Kernel Memory provides several features out of the scope of Semantic Kernel, that would usually be developed manually, such as storing files, extracting text from documents, providing a framework to secure users' data, content moderation etc.
Kernel Memory is also leveraged to explore new AI patterns, which sometimes are backported to Semantic Kernel and Microsoft libraries, for instance vector stores flexible schemas, advanced filtering, authentications.
Here's comparison table:
Feature | Kernel Memory | Semantic Kernel |
---|---|---|
Runtime | Memory as a Service, Web service | SDK packages |
Data formats | Web pages, PDF, Images, Word, PowerPoint, Excel, Markdown, Text, JSON | Text only |
Language support | Any language | .NET, Python, Java |
RAG | Yes | - |
Cloud deployment | Yes | - |
- Collection of Jupyter notebooks with various scenarios
- Using Kernel Memory web service to upload documents and answer questions
- Importing files and asking question without running the service (serverless mode)
- Using KM Plugin for Semantic Kernel
- Customizations
- Processing files with custom logic (custom handlers) in serverless mode
- Processing files with custom logic (custom handlers) in asynchronous mode
- Customizing RAG and summarization prompts
- Custom partitioning/text chunking options
- Using a custom embedding/vector generator
- Using custom content decoders
- Using a custom web scraper to fetch web pages
- Writing and using a custom ingestion handler
- Using Context Parameters to customize RAG prompt during a request
- Local models and external connectors
- Upload files and ask questions from command line using curl
- Summarizing documents, using synthetic memories
- Hybrid Search with Azure AI Search
- Running a single asynchronous pipeline handler as a standalone service
- Integrating Memory with ASP.NET applications and controllers
- Sample code showing how to extract text from files
- .NET configuration and logging
- Expanding chunks retrieving adjacent partitions
- Creating a Memory instance without KernelMemoryBuilder
- Intent Detection
- Fetching data from Discord
- Test project using KM package from nuget.org
- .NET appsettings.json generator
- Curl script to upload files
- Curl script to ask questions
- Curl script to search documents
- Script to start Qdrant for development tasks
- Script to start Elasticsearch for development tasks
- Script to start MS SQL Server for development tasks
- Script to start Redis for development tasks
- Script to start RabbitMQ for development tasks
- Script to start MongoDB Atlas for development tasks
-
Microsoft.KernelMemory.WebClient: .NET web client to call a running instance of Kernel Memory web service.
-
Microsoft.KernelMemory: Kernel Memory library including all extensions and clients, it can be used to build custom pipelines and handlers.

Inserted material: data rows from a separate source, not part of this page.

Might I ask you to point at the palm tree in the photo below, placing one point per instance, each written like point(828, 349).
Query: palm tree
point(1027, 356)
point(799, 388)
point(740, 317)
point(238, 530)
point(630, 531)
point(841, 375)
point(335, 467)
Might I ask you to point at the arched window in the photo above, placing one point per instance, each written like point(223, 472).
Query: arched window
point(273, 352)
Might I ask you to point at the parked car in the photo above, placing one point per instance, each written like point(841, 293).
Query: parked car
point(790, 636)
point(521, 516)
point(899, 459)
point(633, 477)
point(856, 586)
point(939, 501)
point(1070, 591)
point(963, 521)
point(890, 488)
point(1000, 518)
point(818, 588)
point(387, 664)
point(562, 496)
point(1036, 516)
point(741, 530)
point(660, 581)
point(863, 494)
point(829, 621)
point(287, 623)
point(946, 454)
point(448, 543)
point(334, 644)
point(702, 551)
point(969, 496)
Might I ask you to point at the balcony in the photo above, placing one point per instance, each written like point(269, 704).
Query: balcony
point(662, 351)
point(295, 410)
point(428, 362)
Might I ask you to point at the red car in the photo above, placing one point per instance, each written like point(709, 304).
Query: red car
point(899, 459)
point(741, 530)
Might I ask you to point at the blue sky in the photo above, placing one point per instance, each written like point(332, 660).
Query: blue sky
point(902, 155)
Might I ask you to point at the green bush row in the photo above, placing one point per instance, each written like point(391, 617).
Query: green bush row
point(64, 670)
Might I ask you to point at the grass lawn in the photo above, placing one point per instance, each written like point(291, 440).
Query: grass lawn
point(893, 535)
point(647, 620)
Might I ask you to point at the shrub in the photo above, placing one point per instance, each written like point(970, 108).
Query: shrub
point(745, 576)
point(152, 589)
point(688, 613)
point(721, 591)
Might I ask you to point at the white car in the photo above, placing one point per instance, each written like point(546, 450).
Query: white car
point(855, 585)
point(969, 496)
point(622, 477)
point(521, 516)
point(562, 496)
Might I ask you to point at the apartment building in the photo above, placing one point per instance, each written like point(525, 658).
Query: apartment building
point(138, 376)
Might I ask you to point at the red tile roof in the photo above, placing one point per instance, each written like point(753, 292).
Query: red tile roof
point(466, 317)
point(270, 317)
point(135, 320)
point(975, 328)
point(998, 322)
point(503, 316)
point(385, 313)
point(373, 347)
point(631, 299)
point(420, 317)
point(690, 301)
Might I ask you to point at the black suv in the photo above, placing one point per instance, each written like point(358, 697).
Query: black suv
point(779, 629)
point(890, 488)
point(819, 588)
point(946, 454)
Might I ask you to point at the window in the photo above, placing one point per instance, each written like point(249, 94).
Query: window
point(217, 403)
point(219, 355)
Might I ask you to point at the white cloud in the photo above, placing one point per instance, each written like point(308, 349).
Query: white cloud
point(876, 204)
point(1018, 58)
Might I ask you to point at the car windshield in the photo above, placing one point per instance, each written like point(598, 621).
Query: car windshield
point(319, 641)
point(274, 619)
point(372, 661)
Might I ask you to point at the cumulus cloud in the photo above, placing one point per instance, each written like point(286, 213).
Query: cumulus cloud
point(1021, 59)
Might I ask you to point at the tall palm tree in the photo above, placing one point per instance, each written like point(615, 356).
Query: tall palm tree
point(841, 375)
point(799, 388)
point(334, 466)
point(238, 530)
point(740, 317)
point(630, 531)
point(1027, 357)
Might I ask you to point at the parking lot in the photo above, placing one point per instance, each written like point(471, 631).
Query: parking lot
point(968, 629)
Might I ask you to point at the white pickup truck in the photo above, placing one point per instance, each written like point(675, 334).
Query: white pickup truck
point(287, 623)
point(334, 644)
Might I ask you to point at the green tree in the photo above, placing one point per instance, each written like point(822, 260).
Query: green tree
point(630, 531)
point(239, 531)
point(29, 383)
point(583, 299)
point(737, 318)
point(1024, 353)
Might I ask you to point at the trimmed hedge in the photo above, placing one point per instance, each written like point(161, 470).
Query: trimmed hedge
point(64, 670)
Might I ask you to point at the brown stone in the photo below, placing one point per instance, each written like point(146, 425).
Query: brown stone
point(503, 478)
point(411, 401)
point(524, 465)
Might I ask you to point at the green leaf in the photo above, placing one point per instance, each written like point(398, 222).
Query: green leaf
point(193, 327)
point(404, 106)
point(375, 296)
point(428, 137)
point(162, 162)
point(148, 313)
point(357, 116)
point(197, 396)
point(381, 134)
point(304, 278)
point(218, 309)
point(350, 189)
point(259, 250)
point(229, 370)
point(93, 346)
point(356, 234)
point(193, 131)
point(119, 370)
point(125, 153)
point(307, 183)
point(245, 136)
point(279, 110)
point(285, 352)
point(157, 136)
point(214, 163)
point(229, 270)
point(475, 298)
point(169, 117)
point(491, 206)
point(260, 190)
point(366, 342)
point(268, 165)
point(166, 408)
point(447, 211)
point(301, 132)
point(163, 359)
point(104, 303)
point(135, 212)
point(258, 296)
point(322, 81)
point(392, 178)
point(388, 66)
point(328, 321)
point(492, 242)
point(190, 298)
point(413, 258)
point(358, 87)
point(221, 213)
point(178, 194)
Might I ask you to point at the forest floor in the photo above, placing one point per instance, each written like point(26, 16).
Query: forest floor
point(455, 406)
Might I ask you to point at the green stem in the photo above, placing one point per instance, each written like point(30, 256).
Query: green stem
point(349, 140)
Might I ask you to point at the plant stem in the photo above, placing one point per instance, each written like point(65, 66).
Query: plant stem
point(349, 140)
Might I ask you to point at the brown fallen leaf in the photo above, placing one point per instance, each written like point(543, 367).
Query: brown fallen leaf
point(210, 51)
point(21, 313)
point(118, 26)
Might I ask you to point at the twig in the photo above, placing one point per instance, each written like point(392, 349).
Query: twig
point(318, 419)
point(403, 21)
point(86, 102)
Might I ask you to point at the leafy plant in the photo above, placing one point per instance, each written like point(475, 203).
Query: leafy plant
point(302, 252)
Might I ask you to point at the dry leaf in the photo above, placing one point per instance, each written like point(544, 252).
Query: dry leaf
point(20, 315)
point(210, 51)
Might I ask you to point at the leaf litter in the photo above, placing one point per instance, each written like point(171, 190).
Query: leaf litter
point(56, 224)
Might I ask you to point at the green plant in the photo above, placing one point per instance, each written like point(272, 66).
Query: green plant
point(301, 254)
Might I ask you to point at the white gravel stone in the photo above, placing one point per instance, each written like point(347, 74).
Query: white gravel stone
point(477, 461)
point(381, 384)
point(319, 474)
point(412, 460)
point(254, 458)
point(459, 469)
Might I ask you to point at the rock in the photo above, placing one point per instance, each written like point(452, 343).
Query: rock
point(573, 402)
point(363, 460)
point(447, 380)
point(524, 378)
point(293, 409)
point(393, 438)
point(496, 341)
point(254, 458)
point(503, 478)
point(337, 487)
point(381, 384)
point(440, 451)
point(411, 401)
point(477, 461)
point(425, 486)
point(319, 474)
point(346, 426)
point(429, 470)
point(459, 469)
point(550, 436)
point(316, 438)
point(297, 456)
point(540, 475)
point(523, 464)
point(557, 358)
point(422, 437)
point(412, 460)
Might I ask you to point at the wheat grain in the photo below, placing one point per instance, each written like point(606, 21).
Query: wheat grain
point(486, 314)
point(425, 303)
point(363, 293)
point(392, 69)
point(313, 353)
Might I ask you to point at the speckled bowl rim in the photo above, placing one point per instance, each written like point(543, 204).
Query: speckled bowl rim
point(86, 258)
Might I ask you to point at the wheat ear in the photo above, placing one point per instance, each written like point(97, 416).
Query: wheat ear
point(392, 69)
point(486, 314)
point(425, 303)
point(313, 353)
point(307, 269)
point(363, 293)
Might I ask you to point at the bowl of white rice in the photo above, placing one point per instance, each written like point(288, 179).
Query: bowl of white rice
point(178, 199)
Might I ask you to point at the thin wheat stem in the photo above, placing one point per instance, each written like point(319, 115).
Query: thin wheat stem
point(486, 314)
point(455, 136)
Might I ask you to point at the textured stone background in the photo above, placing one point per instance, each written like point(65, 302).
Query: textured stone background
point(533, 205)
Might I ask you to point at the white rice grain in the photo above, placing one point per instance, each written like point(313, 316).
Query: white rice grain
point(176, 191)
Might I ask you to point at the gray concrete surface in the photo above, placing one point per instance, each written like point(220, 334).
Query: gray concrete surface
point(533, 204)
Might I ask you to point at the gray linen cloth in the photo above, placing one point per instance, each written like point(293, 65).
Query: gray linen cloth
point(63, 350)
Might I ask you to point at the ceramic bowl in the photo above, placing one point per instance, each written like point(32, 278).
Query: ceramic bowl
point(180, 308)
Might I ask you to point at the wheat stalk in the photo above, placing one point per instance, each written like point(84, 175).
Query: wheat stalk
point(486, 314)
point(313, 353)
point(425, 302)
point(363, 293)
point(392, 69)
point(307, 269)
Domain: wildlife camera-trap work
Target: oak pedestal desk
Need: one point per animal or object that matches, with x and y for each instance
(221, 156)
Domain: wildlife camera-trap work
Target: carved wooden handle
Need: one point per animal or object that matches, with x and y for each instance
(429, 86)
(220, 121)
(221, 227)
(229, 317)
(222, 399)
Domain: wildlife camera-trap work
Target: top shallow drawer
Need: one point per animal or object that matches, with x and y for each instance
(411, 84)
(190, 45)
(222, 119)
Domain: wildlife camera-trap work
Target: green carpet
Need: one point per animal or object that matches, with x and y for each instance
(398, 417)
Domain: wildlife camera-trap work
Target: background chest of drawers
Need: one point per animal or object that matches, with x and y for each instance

It contains also the serverless client to use memory in a synchronous way without the web service.
-
Microsoft.KernelMemory.Service.AspNetCore: an extension to load Kernel Memory into your ASP.NET apps.
-
Microsoft.KernelMemory.SemanticKernelPlugin: a Memory plugin for Semantic Kernel, replacing the original Semantic Memory available in SK.
-
Microsoft.KernelMemory.* packages: Kernel Memory Core and all KM extensions split into distinct packages.
Kernel Memory service offers a Web API out of the box, including the OpenAPI swagger documentation that you can leverage to test the API and create custom web clients. For instance, after starting the service locally, see http://127.0.0.1:9001/swagger/index.html.
A .NET Web Client and a Semantic Kernel plugin are available, see the nugets packages above.
For Python, TypeScript, Java and other languages we recommend leveraging the Web Service. We also welcome PR contributions to support more languages.